Miguel Coma co-authored this article.

In 1801, a French merchant invented punch cards to create a kind of data storage and make a loom weave fabric automatically. Call those punch cards an early computer program. In 1853, a Swedish father and son designed a calculator that could print. In 1941, two men designed a computer that could remember and store information and perform an operation every fifteen seconds.1

Indeed, early computers expanded our abilities. Some were as large as a room. Today, computers fit in our hands. We use them for most aspects of daily life. Children typically use computers before they have speech.

While engineers imagine increasingly fabulous devices and applications, few question the relationship between digital tech and environmental degradation. Few scientists study the ecological impacts of manufacturing, operating and discarding users’ digital devices, network infrastructure and data centers. Impacts include the use of fossil fuels, greenhouse gas emissions, extractions (more than 50 metals), chemical manufacturing, disrupting wildlife habitats on land and in the sea, taking water from communities and farmers, and radioactive and toxic waste.

Who monitors digitalization’s footprint?

To the best of our knowledge, no single standard methodology exists to analyze the (scarce) data we have about these impacts.
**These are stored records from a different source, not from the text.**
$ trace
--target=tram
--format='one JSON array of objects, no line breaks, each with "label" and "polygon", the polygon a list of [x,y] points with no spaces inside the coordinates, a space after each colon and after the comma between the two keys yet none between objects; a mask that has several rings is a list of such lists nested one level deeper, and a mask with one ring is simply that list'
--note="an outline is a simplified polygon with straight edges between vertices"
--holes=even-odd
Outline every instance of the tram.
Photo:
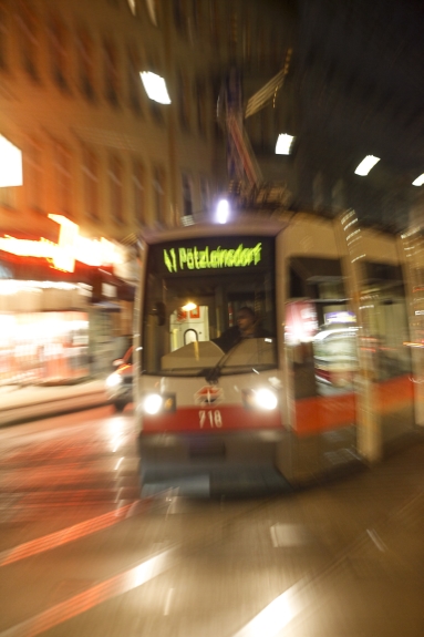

One study might look at the footprint of manufacturing, operating and discarding digital devices (mobile phones, laptops, e-vehicles)—but ignore smart TVs. Another might focus on electricity use or CO2 emissions of digital tech—but ignore blockchains.
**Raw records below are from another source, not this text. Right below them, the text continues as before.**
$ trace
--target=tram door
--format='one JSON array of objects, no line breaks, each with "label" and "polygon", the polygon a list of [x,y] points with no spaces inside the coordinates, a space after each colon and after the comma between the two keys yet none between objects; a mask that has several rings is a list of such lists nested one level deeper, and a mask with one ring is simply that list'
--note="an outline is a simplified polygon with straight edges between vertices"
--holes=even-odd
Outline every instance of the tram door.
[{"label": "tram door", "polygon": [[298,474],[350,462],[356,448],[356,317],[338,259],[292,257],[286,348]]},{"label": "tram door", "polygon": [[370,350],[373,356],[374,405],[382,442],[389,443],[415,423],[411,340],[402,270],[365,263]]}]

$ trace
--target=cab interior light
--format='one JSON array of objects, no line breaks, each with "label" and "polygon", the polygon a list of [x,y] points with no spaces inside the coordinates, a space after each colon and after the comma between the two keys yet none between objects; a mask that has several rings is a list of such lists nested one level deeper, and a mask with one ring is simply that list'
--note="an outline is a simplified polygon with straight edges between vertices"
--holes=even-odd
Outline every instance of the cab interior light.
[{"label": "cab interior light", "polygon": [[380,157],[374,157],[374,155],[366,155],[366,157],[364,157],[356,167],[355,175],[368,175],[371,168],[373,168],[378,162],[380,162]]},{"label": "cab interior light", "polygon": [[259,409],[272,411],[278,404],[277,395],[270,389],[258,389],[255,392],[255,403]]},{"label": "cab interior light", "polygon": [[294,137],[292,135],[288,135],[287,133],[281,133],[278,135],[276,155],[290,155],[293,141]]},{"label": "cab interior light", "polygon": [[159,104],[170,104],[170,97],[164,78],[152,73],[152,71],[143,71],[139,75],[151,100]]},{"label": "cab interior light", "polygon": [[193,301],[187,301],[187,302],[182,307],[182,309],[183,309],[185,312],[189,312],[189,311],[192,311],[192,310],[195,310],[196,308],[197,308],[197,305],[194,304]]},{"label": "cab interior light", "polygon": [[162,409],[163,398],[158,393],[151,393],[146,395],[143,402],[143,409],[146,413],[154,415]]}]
The European Union names 14 categories of environmental impacts2. Of these, CO2 emissions are the most studied. To date, no peer-reviewed study considers the digital industry’s combined ecological impacts.

In 2020, Charlotte Freitag 3 and colleagues published a synthesis of recent peer-reviewed studies about info-communications-technologies’ (ICTs’) environmental impacts, with a focus on CO2 emissions. The researchers report that while “ICT has delivered increasingly wide-ranging efficiency and productivity improvements to the global economy…global CO2 emissions have also risen inexorably.”

Digital tech now accounts for two to four percent of global CO2 emissions (civil aviation is two percent)—or 1.2 to 2.2 gigatons of CO2 equivalents (GtCO2e).

Freitag asserts that reducing digital tech’s CO2 emissions would require major actions from industry, legislators and regulators—and that current “Green Deal” policies cannot achieve sustainable goals alone. We agree. We also recognize that current regulations do not decrease CO2 emissions and mining’s impacts on Indigenous communities or wildlife habitats. They don’t decrease electronic waste. We see that engineering schools rarely cover these issues.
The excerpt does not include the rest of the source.